Working Paper · Preliminary
Exposure Without Performance: Does Theoretical AI Exposure Predict Actual AI Capability? Evidence from the United States
International Finance Corporation, World Bank Group
Abstract. Theoretical AI-exposure scores — built from expert or model ratings of how amenable an occupation's tasks are to automation — are now ubiquitous in labor-market research, where they stand in for where AI will actually have an impact. Yet these scores are rarely validated against measured AI capability. This paper asks whether theoretical exposure predicts actual AI performance across U.S. occupations, using observed AI task-success rates as the outcome. I find that higher theoretical exposure predicts lower measured performance: a one-unit increase in GAIA-E is associated with a 17.47-point decline in task success (p < 0.001). In a horse race against the Suitability-for-Machine-Learning (SML) measure, GAIA-E remains strongly negative while SML is insignificant (p = 0.467). The exposure–performance gap is concentrated in occupations whose tasks are nominally "exposed" to generative AI but where current systems do not yet perform, suggesting exposure indices capture theoretical surface area rather than realized capability — with direct implications for any study using exposure as a treatment.

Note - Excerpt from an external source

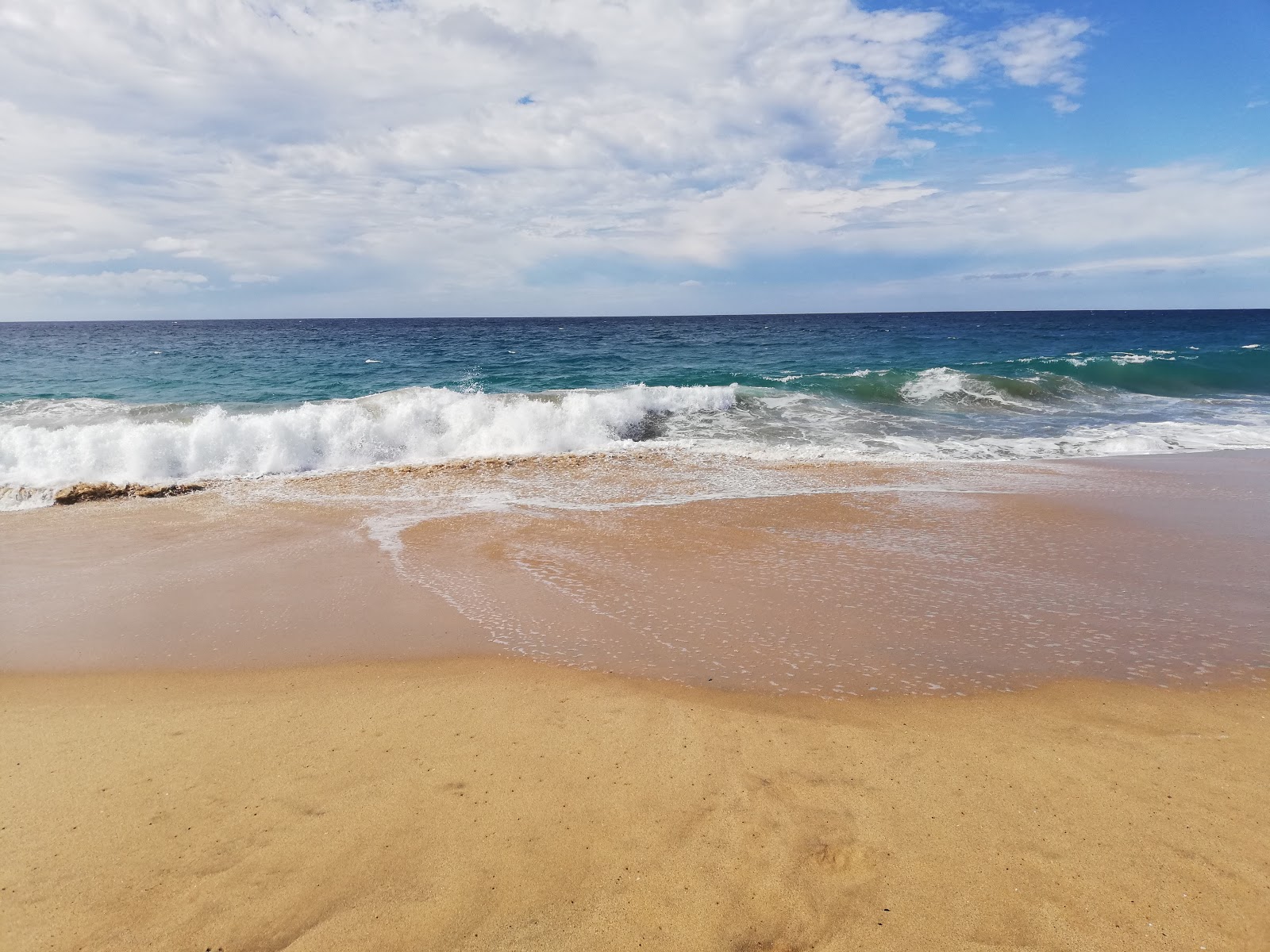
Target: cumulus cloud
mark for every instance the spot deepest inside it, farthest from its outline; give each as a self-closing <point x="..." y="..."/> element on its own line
<point x="448" y="148"/>
<point x="1043" y="52"/>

Figure 1 · GAIA-E vs. AEI task success
Each dot is an occupation. Regression line overlaid.
Source: data/gaia_occupations.csv · GAIA-E (gaia_e ×100) vs. AEI task success (aei_task_success)
Figure 2 · Horse race — exposure vs. SML
Regression coefficients on AEI task success. Teal = significant, gray = not significant. Bars show 95% confidence intervals.
Coefficients from paper regressions. Joint-specification values approximate (preliminary).
Figure 3 · The exposure–performance gap by occupation group
Mean GAIA-E vs. mean AEI task success within each major group. The wider the gap, the more theory overpredicts.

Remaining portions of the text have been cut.